Can only do it on link!! Sorry - am usless with forum pics!!


----------



## moustress (Sep 25, 2009)

I doubt it would be secure for mousies as it's made for rats and ferrets. The wire sides have to no more be 1/3 in. (I think) apart or closer; mousies can compress themselves and squeeze through. It's one of their evolved capabilities. For babies and young mice wire cages are not good at all.


----------



## zany_toon (Apr 3, 2010)

I have two separate lots of mice in freddys. No escapees yet :lol: It will depend on the size of your mice though and i wouldn't put a young mouse in (wait until your mice are fully grown.) Even if they are able to squeeze out of it you could easily pick up some fine mesh to put around the cage to make it secure for your pets  Here is the one I use for my boys (excuse the fact it's rather bare but too many toys starts them fighting!!)

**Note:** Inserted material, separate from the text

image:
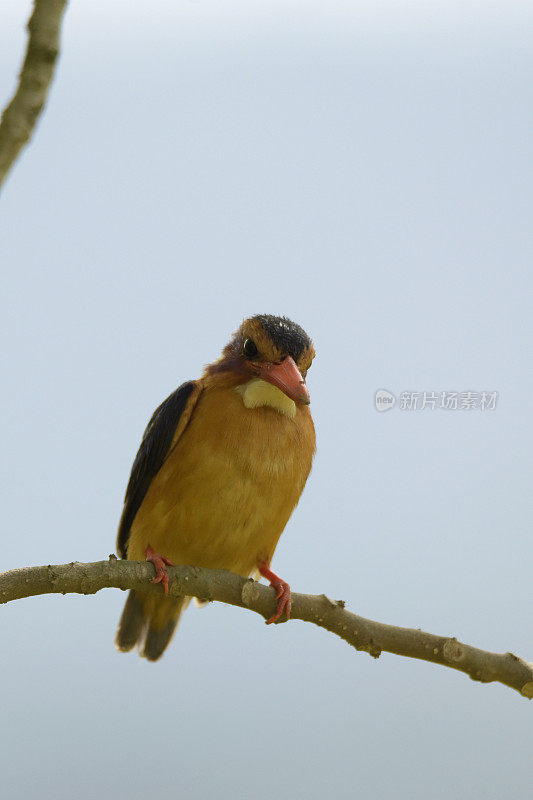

If you are concerned about the bar spacing, the fun area leon is a good sized cage with a bar spacing of only 6.7 mm, there is also the hamster cage Fabio (slightly larger cage but with wooden base) only thing is these two are harder to pick up second hand or cheap!
http://www.zooplus.co.uk/shop/small_pet ... ages/40878
http://www.zooplus.co.uk/shop/small_pet ... 36603#more

Here is what I set up in my leon:


----------



## racingmouse (Jan 12, 2011)

Your definately fine with a Freddy cage as zany has said. Great photos there zany!  I have a similar barred cage for my girls called a Gabber Jolly rat cage (1cm bar spacing) only it`s just a wee bitty smaller than the Freddy. You only really need to worry about very tiny baby mice. Once they are around the three months stage, they are fine to live in a cage like this. 

The size of these larger rat cages gives you room for scope and to add in another full shelf right across the middle if you wish to. I find it adds another full floor space, so uses up all the space rather than just having height and nothing to fill it. You can then have ramps and ladders and ropes added for ease of use.

The Leon cage is also great and actually has the narrower bar spacing, so perhaps look into this cage instead of the Freddy? It will probably be a cheaper buy aswell.


----------